OK,
I've attached a complete program that works, if you want to just get it done, but I've also described what went wrong in your first attempt below.
# the i value was just for debugging, so I dropped it
primaryfile = open('/tmp/extract','r')
# read the primary file into a list for speed and so you aren't reading more than once
primary_lines = primaryfile.readlines()
# you didn't specify a mode for this, so it defaulted to read-only. Be explicit for clarity
secondaryfile = open('/tmp/unload', 'r')
# Open a separate file for output, otherwise you would have been writing and reading the same file over and over again, which usually causes errors
outputfile = open('/tmp/result-file', 'w')
# read the second file into a list, then you can scan through it over and over without hammering disk and re-reading a file you might have modified.
secondary_lines = secondaryfile.readlines()
# print is a statement, not a function.
print 'opened files'
# loop through the list, not the file
for line in primary_lines:
pcompare = line
# print is a statement, use the formatting operator to print variable values
print 'primary line = %s' % (pcompare)
# loop through the list, not the file
for row in secondary_lines:
scompare = row
if pcompare == scompare:
# print as a statement, not a function
print 'secondary line = %s' % (scompare)
# you were writing random # characters in a file (most likely after the line read), this writes a comment to a new file, which is usually clearer.
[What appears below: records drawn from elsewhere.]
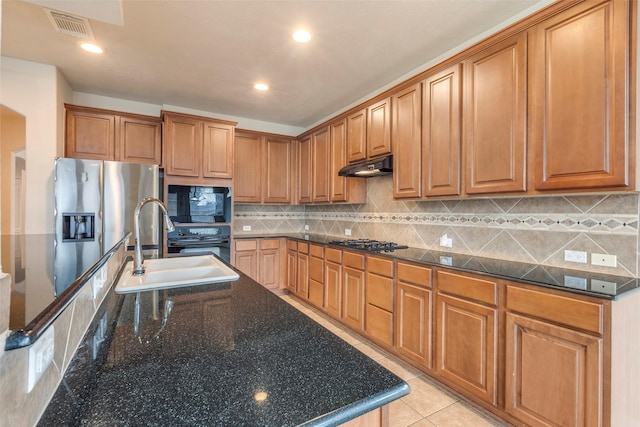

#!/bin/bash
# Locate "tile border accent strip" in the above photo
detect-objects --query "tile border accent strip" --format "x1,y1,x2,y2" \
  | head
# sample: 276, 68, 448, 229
235, 211, 638, 235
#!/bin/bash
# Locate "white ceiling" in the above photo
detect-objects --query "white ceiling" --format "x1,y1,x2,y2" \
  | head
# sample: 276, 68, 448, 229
1, 0, 551, 128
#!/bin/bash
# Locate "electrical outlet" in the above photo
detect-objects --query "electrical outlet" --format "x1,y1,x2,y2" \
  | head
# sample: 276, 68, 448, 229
440, 234, 453, 248
591, 279, 618, 295
440, 256, 453, 265
93, 311, 107, 360
564, 251, 587, 264
91, 265, 107, 299
591, 254, 618, 267
564, 276, 587, 289
27, 325, 55, 393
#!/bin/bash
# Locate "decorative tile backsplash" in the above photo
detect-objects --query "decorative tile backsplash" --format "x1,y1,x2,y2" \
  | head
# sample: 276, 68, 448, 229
234, 176, 639, 277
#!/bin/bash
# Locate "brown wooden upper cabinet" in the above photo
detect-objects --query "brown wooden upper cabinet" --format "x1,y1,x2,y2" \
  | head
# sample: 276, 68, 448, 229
311, 126, 331, 203
65, 104, 162, 165
391, 83, 422, 198
347, 98, 391, 163
529, 1, 632, 190
463, 33, 527, 194
234, 131, 293, 203
163, 111, 236, 181
298, 136, 313, 203
422, 64, 462, 197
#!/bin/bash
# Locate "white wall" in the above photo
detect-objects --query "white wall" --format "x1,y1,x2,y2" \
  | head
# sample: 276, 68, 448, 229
0, 57, 71, 234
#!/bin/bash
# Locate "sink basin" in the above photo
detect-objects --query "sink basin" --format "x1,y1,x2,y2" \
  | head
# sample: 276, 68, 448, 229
116, 255, 240, 294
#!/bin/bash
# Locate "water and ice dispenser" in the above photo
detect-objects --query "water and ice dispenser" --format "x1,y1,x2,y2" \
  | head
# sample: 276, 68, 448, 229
62, 212, 96, 242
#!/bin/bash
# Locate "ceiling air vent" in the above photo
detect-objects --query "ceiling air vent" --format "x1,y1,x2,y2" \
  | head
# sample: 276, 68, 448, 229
44, 8, 93, 39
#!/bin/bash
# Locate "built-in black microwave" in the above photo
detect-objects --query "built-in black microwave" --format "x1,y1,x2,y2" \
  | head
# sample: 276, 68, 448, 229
167, 185, 231, 224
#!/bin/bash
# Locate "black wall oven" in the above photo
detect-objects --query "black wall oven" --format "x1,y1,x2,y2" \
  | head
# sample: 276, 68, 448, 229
167, 185, 232, 262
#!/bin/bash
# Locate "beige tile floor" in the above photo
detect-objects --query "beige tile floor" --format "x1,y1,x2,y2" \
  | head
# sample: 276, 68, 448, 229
282, 295, 509, 427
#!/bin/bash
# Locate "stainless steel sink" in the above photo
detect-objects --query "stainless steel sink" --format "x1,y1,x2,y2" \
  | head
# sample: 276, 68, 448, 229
116, 255, 240, 294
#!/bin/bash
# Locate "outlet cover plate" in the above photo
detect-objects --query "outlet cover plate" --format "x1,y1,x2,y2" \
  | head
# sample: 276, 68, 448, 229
27, 325, 55, 393
591, 253, 618, 267
564, 251, 587, 264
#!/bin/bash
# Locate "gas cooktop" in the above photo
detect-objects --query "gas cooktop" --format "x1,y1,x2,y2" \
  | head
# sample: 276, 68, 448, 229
329, 239, 409, 252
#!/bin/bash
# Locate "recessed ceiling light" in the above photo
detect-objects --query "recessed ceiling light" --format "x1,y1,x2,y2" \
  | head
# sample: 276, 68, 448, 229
80, 42, 104, 53
293, 30, 311, 43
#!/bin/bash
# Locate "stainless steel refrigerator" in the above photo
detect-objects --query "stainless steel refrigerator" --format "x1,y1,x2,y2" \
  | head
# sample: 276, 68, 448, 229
54, 158, 162, 295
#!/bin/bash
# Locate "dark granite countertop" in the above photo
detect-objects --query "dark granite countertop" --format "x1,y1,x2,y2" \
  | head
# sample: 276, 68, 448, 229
234, 234, 640, 300
39, 274, 409, 426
# invert the test, and add the line to a set here then write out the set at the end to get an output of lines without duplication.
outputfile.write('#%s' % (scompare))
print 'Done'
Kevin Faulkner wrote:
> Sorry about the time issue.
> On Friday 27 August 2010 23:50:00 you wrote:
>> I hope these are small files, the algorithm you wrote is not going to run
>> well as file size gets large (over 10,000 entries) Have you checked the
>> space/tab situation? Python uses indentation changes to indicate the end
>> of a block, so inconsistent use of tabs and spaces freaks it out. Here are
>> a couple questions:
> This is not a school project, so you won't be doing my homework or anything :)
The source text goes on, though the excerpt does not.